HORNBURG: Throughout our 20 years working together, the future of television has often been discussed, but one thing is certain, as the landscape continues to evolve and as how audiences find and engage with content changes, the demand for great quality programming will remain strong. People will always want to be entertained, amused, challenged and informed, and television still remains the perfect medium to achieve all those things.

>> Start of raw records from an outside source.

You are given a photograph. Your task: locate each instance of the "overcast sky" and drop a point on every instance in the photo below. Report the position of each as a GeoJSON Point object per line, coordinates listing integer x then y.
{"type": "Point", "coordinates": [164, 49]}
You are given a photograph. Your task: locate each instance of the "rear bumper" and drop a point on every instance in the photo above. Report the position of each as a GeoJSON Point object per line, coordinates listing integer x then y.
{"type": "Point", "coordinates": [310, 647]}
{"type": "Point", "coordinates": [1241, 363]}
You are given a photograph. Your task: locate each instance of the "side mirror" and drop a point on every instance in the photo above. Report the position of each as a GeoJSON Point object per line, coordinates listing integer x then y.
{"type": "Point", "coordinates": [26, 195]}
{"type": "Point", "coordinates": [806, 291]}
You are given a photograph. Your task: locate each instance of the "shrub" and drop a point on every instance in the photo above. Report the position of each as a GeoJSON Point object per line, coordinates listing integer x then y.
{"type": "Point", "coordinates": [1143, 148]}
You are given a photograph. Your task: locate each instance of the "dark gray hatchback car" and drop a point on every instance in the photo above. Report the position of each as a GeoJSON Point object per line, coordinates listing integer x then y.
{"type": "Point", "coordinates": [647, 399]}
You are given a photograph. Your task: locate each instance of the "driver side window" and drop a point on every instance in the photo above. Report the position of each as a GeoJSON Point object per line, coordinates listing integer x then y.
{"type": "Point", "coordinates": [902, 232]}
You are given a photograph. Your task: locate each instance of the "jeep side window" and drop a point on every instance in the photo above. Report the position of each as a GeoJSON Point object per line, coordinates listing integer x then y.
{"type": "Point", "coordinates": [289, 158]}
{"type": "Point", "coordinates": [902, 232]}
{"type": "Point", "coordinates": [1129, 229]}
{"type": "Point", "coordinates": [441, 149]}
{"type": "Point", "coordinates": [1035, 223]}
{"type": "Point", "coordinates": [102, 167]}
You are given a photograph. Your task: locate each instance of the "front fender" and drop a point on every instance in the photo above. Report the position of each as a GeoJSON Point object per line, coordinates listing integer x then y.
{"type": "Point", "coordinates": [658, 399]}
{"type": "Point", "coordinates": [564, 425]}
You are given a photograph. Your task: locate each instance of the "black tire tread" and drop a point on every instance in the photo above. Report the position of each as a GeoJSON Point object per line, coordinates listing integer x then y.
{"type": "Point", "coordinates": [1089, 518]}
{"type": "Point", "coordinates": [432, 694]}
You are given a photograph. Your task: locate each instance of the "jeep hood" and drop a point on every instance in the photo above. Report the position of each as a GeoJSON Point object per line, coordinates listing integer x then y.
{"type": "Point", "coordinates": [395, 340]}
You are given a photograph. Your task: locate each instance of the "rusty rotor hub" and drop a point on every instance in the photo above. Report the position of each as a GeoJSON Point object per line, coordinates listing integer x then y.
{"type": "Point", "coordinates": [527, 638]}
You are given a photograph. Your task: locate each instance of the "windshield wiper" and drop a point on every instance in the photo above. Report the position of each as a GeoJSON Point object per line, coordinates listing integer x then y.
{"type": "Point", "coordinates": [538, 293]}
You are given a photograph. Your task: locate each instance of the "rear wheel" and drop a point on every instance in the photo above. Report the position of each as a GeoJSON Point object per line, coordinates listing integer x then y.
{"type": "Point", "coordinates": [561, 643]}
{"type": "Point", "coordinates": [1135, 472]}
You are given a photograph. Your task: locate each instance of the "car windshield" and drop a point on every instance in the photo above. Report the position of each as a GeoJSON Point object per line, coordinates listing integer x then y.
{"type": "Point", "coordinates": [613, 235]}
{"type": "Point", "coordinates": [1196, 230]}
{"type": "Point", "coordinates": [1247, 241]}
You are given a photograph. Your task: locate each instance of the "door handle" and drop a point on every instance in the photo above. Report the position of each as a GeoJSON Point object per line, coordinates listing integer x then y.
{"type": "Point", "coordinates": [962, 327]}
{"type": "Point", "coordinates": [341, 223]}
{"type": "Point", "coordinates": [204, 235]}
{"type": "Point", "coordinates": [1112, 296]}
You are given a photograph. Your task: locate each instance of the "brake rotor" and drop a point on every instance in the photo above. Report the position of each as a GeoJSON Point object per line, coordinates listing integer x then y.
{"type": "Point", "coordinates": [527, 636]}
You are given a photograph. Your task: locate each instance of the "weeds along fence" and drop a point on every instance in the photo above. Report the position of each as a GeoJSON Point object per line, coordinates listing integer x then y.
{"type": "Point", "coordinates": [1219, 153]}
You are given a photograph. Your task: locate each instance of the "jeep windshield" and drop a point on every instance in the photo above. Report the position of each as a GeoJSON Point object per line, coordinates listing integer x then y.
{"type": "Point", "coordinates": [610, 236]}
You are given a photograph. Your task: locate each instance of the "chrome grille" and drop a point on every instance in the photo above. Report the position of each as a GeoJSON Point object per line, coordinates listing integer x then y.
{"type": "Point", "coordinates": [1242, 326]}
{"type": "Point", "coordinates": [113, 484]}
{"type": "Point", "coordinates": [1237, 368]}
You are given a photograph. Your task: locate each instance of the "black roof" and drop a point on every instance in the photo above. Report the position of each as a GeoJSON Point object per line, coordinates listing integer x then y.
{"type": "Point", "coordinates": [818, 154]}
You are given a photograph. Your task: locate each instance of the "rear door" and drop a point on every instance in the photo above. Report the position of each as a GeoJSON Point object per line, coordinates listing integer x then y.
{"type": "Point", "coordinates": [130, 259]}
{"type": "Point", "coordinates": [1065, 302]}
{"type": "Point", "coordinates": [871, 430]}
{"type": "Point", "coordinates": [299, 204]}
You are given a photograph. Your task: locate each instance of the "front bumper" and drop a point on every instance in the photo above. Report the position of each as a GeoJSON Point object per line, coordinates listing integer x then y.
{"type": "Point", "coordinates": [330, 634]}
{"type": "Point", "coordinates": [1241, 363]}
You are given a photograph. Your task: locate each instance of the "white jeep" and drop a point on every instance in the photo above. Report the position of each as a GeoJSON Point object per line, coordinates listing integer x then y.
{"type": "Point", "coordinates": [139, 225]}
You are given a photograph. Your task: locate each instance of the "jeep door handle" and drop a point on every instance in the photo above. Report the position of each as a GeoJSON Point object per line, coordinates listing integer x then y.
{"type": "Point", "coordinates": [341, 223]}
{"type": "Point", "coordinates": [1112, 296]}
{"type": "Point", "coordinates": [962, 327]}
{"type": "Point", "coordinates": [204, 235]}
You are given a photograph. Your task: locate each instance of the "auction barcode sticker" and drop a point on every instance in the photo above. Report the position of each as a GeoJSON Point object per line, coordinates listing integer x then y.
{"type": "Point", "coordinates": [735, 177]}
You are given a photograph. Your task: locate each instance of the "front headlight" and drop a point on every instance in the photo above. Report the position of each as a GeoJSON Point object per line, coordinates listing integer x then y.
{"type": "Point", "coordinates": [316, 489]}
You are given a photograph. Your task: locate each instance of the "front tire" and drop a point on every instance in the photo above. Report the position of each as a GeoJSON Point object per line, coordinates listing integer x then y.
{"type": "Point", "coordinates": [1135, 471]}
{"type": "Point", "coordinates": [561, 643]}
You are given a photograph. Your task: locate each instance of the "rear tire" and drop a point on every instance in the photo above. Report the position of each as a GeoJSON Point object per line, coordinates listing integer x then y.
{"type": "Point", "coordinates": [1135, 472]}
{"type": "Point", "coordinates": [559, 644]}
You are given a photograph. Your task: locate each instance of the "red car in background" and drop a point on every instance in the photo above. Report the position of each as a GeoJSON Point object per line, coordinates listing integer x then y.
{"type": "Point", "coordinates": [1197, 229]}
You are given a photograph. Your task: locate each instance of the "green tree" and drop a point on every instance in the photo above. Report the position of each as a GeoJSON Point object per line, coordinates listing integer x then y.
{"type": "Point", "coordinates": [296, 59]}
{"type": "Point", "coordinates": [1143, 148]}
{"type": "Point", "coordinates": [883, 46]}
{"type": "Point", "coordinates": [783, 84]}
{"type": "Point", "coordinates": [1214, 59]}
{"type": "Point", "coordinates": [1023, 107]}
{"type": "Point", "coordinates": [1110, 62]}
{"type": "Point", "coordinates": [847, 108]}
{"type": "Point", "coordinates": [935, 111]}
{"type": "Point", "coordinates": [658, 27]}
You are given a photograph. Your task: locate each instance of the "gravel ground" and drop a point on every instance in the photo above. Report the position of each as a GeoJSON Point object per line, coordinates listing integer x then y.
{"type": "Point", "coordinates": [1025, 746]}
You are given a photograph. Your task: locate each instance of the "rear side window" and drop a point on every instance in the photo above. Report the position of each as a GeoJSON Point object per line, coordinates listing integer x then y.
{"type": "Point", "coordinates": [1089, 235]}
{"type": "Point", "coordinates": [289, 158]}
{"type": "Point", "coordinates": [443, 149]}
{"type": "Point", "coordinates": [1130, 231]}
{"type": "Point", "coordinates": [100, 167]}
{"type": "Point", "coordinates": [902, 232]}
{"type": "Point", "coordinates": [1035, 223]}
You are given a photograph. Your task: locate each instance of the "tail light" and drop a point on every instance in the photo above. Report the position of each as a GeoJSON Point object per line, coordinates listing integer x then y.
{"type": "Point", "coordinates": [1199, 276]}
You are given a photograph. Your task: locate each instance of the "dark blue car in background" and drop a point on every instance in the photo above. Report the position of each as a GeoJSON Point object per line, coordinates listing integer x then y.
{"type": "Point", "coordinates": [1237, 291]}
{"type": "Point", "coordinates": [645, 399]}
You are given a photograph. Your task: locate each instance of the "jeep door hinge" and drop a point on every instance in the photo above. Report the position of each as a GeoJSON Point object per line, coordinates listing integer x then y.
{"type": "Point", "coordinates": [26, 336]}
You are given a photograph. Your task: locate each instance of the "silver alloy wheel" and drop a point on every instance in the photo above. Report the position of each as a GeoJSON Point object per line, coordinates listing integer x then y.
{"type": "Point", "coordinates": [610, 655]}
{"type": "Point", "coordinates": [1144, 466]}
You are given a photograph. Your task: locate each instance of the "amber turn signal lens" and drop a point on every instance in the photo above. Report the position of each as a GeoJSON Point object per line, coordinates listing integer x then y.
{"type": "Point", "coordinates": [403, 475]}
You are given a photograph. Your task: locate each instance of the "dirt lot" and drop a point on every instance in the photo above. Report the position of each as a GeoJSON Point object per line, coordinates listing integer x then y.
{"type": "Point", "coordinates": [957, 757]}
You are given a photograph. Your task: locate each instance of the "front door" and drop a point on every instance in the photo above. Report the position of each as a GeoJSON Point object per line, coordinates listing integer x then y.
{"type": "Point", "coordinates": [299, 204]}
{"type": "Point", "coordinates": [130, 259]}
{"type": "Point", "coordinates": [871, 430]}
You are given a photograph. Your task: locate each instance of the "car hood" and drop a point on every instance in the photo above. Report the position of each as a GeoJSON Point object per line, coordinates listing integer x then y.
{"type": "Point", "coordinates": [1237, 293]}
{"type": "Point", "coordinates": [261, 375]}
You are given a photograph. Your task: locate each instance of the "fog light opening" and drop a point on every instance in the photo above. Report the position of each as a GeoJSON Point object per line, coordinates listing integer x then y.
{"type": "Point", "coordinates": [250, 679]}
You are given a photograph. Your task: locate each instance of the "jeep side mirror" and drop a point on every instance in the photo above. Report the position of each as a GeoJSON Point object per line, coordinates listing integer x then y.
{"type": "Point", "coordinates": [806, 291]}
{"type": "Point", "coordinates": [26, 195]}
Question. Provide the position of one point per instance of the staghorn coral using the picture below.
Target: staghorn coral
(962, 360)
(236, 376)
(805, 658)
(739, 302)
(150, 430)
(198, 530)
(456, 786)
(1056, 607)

BISHOP: For marblemedia, there are several immediate opportunities. For one, we continue to expand our slate, and reputation, for unique competition shows. We will begin to roll these out internationally as formats through Distribution360, which is also growing its business in line with changes in the market. Another is to take advantage of the constant demand for great premium scripted content. We have all the building blocks in place and a number of great new shows in development. Expect to see more from us in this space soon. In addition, should we continue to face periodic lockdowns and travel limitations over the next 12 months, there is a great opportunity for us to work with international broadcasters and producers who need partners on the ground in Canada. We are very happy to work in partnership and have successfully produced a local version of the Banijay Rights format Landscape Artist of the Year Canada for Blue Ant’s Makeful and CBC last year. We were able to prove that marblemedia is a viable partner for international formats.
Finally, we have strengthened our team to leverage international opportunities. Based in L.A., we have AJ Trauth, our VP of kids, as well as in London, we have Diane Rankin, D360’s senior VP of rights and executive producer. We have been working closely on developing and financing unscripted content such as Best in Miniature, which had discovery+ UK and Ireland come on board at the same time as CBC.